The distinction was probed during the argument, with one pointed question indicating it would be hard to see Trump's Twitter account as a non-public forum.

“Are you seriously urging us to believe that the president is not acting in his official capacity when he is tweeting,” Circuit Judge Barrington Parker asked DOJ lawyer Jennifer Utrecht at one juncture.

Utrecht answered that it depended on the situation.

The suit was on appeal after U.S. District Judge Naomi Buchwald of the Southern District of New York ruled the president's personal account falls under the public forum doctrine, as established by the U.S. Supreme Court. Blocking individuals because of their political views, then, is a free speech violation, the district court found.

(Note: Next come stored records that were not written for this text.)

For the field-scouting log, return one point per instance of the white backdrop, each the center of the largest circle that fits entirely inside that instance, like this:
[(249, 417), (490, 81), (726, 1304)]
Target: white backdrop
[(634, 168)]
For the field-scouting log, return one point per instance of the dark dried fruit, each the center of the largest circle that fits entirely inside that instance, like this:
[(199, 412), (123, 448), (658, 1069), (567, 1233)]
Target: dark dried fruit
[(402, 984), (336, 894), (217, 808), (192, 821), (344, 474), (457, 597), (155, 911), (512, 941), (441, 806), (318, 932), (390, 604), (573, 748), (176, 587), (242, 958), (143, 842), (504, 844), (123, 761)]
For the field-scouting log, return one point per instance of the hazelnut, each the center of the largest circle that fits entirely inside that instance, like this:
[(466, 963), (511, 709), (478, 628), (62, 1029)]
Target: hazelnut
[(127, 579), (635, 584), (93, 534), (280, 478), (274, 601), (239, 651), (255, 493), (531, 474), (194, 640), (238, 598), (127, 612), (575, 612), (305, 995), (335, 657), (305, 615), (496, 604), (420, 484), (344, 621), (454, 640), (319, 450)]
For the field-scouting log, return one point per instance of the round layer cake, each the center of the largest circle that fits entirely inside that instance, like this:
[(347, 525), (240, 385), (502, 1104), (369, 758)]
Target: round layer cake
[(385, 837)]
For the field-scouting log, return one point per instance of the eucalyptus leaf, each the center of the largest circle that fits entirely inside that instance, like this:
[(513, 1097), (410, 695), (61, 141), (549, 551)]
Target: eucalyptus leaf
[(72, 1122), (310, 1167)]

Utrecht argued before the panel—composed of Parker with Circuit Judges Peter Hall and Christopher Droney—that it was important not to think of Twitter like a town hall kind of forum. Rather, she told the court, it was like an open, privately owned mall where numerous and overlapping conversations were being had.

Trump was simply another voice in that same open space, who just so happened to routinely use his account to make official policy proclamations as President of the United States.

“He is participating in twitter, not acting in a controlling way,” Utrecht told the court, before noting that the replies to Trump's tweets weren't actually on his account, but instead were located on the accounts of those who did the actual replying.

She then sought to draw a fine but critical line between Trump's government actions on Twitter, and his private one. Noting several times that even presidents get to have private spaces where they can control who can and cannot be present—the president's Mar-a-Logo facility was one such example, Utrecht argued that Trump's personal blocking, in an individual capacity, of users was a private action of an option that all users on Twitter enjoyed.

The judges, already appearing skeptical, responded swiftly and collectively at this situation, speaking over each other to make their joint point.

“You're here because he is not a private individual,” Droney told Utrecht. “Your very presence here represents the fact that this is a public forum.”

Utrecht replied, “Certainly Your Honor, but if he was on the street and someone approached him and he walked away from that person, we wouldn't say either that that was a choice or power he was exercising by virtue of his governmental authority, nor would we say that his choice to walk away from that person and not hear their views was a forum.”

Jameel Jaffer, executive director of the Knight First Amendment Institute at Columbia University, argued that it “doesn't seem reasonable to separate” the personal and official aspects of the president's Twitter account.

“The only reason the president is in a position to block people from a public forum is that he is the president,” Jaffer told the court.

He pointed out that the only reason the individuals were blocked by Trump in the first place was because they disagreed with specific governmental policies. That Trump was expending government resources in helping him maintain and operate the account further moved it closer to the kind of protected space recently identified by the U.S. Court of Appeals for the Fourth Circuit's decision in Davidson v. Randall earlier this year.

Jaffer went on to warn that accepting this argument that the president can privately block users on a platform he uses in his official capacity “would have implications far beyond this particular context.” He said that conclusion could lead to every government website and accounts being able to keep certain public viewpoints from being expressed.

“I think you would be opening the door to distortion and manipulation of those spaces as well if you were to accept that line of argument,” he told the judges.